No amount of repair work is going to help your marriage unless your husband stops all of his extra-curricular encounters – which he is saying he is not going to do. He’s saying he wants to be married and he wants to play around – both. Even when couples both agree to an open marriage, the haunting emotions, jealous feelings and mistrust that gets generated undermines the relationship, because trust, love, commitment, respect and the feeling that “you’re mine” all get injured in so-called open relationships.
To be in a relationship in which one person wants an open marriage, a swinger lifestyle, and the other person requires a traditionally faithful and monogamous marriage isn’t going to work. He’ll be able to handle it, and you won’t.
This scenario forces your marriage to come down to crunch time: one mutually agreed upon direction or the other. There is no compromise for most people on this issue. Either he agrees to honor your needs, wants and feelings on this subject – in both word and deed – or likely you won’t be able to remain married to him and still be in a relationship you will be proud of.
The line is drawn in the sand. You have the right to fight for the marriage you want. But if you can’t have that marriage, or if you’re not able to trust it, you may need to consider an entirely different direction.
And just for the record, even if he agrees to a monogamous marriage from now on – and lives it – your relationship still will need a huge amount of repair work, or there will always be hurt, anger, resentment and distance between the two of you. That repair work will need to include you giving full voice to your emotions and feelings of violation and your husband empathetically listening to those emotions non-defensively. He will have to compensate for the harm done to you in ways that actually feel caring and loving to you.

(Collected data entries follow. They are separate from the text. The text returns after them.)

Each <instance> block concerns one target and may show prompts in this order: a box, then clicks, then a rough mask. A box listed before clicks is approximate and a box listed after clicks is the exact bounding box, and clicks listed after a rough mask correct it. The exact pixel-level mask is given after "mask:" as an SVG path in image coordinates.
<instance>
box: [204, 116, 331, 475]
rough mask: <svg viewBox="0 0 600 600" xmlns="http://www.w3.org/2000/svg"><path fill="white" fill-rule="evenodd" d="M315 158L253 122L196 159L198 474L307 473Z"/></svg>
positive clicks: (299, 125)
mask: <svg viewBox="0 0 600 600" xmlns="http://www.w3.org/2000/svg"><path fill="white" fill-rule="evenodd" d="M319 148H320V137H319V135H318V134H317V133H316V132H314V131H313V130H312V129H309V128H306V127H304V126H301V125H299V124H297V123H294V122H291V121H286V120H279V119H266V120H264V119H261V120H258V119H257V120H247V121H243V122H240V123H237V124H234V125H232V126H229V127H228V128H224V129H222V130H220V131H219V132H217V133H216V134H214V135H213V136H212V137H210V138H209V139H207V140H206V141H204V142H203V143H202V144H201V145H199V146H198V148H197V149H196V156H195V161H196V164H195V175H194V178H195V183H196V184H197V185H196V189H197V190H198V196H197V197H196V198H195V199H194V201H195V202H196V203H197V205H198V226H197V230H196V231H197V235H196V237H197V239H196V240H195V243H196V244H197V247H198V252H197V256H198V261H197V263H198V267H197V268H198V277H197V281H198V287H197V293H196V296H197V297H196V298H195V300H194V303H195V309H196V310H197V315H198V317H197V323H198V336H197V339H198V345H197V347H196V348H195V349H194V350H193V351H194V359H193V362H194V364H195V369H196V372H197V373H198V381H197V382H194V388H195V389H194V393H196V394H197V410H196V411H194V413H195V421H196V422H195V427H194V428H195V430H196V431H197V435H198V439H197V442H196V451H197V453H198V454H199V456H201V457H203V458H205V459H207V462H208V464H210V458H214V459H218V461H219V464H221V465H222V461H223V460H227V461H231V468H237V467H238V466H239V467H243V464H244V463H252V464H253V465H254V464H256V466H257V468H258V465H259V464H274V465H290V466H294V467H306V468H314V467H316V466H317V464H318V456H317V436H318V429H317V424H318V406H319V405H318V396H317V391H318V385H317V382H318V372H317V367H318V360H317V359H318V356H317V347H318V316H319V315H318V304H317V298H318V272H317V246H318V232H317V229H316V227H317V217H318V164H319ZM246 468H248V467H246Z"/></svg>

You must then look at your contribution to what happened. (Why did you agree to experiment with an open marriage? Had you been distant, rejecting, mean-spirited or dismissing to him before all of this started”) Finally, you have to come to a place where you’re willing to forgive your husband so you don’t spend the rest of your life punishing him or cutting him out of your life, and where he can succeed in making good toward you again.